大手グループ動物病院 vs 個人の地域密着動物病院。新卒の自分にはどちらが「最初の3年」にふさわしいか?

はじめに:最初の3年で「あなたの獣医師人生」の基礎が決まる
「大手グループ病院の方が教育カリキュラムがしっかりしていそうだけど、同期と症例を奪い合うことにならないかな?」
「個人の病院は院長から直接学べそうだけど、休みが取れなくて体調を崩してしまわないかな?」
就職活動中の学生さんや、キャリアの第一歩を踏み出したばかりの若手の方から、こうした相談を毎日のように受けます。獣医師にとって、新卒からの3年間は「一生モノの基礎」を作る極めて重要な時期です。
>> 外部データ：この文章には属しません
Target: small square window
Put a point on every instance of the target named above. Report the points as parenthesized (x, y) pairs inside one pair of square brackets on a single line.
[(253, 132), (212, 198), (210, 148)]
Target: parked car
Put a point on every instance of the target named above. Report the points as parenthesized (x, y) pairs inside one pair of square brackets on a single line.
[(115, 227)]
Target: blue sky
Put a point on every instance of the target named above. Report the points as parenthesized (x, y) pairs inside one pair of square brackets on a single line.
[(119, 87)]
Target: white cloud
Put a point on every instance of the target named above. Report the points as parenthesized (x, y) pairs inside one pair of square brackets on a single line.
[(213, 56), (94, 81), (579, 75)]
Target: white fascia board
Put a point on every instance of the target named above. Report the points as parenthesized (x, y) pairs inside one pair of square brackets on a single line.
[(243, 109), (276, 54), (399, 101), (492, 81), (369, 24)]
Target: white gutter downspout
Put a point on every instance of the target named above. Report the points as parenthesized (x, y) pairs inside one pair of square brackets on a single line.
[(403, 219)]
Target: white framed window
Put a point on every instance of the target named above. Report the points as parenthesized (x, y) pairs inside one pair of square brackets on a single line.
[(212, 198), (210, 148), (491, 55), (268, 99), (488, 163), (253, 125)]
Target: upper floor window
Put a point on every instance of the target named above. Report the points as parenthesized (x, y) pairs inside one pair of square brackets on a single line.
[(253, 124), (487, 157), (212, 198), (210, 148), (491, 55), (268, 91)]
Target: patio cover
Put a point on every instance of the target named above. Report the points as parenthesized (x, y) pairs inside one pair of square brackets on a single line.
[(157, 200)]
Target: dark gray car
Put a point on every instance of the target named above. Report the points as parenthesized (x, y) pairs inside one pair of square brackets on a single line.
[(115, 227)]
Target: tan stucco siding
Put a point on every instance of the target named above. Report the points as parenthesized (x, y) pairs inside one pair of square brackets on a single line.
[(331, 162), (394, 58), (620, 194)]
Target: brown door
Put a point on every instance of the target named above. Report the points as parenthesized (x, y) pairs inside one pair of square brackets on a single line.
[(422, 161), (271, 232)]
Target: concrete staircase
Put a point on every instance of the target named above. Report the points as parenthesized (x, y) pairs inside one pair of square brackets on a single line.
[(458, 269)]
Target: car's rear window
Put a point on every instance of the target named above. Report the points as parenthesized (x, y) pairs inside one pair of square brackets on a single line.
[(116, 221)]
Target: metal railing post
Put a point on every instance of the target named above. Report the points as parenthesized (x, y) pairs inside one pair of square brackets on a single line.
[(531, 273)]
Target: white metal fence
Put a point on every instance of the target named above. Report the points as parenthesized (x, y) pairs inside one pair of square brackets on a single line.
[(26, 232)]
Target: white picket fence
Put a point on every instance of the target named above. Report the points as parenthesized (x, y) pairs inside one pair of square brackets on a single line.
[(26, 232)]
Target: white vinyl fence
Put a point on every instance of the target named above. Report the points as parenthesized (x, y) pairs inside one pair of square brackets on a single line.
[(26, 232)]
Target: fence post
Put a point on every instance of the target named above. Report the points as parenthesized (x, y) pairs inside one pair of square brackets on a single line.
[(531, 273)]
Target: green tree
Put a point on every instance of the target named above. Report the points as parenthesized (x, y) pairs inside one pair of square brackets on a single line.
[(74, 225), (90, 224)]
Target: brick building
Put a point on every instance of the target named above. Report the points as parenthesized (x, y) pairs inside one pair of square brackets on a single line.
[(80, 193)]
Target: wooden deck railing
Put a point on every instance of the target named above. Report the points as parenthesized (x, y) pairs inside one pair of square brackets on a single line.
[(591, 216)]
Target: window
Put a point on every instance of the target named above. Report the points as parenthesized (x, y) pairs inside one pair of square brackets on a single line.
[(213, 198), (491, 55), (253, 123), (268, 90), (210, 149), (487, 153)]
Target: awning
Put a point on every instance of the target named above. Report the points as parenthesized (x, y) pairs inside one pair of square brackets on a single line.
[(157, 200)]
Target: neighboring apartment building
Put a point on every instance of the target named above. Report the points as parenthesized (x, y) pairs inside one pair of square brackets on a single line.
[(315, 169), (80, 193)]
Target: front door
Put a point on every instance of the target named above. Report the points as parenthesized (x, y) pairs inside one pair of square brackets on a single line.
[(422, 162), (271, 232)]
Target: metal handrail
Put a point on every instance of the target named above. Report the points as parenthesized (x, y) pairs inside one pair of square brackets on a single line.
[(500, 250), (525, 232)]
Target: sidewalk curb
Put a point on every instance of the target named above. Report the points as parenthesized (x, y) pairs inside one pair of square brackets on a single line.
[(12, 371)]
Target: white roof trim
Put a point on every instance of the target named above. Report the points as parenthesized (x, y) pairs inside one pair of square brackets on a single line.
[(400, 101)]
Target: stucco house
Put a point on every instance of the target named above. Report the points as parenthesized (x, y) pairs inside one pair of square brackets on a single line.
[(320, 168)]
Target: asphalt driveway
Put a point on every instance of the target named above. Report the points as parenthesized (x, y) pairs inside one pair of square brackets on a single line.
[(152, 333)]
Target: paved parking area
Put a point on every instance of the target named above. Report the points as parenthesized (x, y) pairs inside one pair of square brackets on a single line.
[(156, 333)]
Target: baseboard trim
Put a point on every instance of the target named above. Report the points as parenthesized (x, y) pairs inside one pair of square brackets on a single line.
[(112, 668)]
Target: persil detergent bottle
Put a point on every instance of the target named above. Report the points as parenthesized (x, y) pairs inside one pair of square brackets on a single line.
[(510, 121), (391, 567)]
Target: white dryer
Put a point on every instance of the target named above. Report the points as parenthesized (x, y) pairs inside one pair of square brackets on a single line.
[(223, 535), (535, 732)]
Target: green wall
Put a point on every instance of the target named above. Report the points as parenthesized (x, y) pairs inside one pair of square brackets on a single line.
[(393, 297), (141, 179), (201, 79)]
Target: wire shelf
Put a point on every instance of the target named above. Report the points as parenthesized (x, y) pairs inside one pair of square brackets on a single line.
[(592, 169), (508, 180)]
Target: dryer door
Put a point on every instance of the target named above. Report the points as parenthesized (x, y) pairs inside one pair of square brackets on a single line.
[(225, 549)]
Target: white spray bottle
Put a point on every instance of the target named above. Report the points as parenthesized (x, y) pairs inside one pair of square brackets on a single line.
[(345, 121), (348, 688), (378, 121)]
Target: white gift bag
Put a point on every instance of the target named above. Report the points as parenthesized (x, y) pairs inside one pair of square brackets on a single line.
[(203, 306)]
しかし、業界の情報は調べにくくて、外から見えるのは綺麗なホームページと、実習時の「お客様扱い」された記憶だけ。この記事では、現場のリアルな状況と採用の裏側を知るキャリアアドバイザーの視点から、大手と個人のどちらがあなたにふさわしいか解説します。
そもそも「グループ病院」とは何か?まず構造を正しく理解しよう
グループ病院と聞くと、まるで別の生き物のように感じるかもしれませんが、その実態は「個人病院の集まり」です。それぞれの病院に院長がいて、その上にグループ全体を統括する経営者がいる、という構造に過ぎません。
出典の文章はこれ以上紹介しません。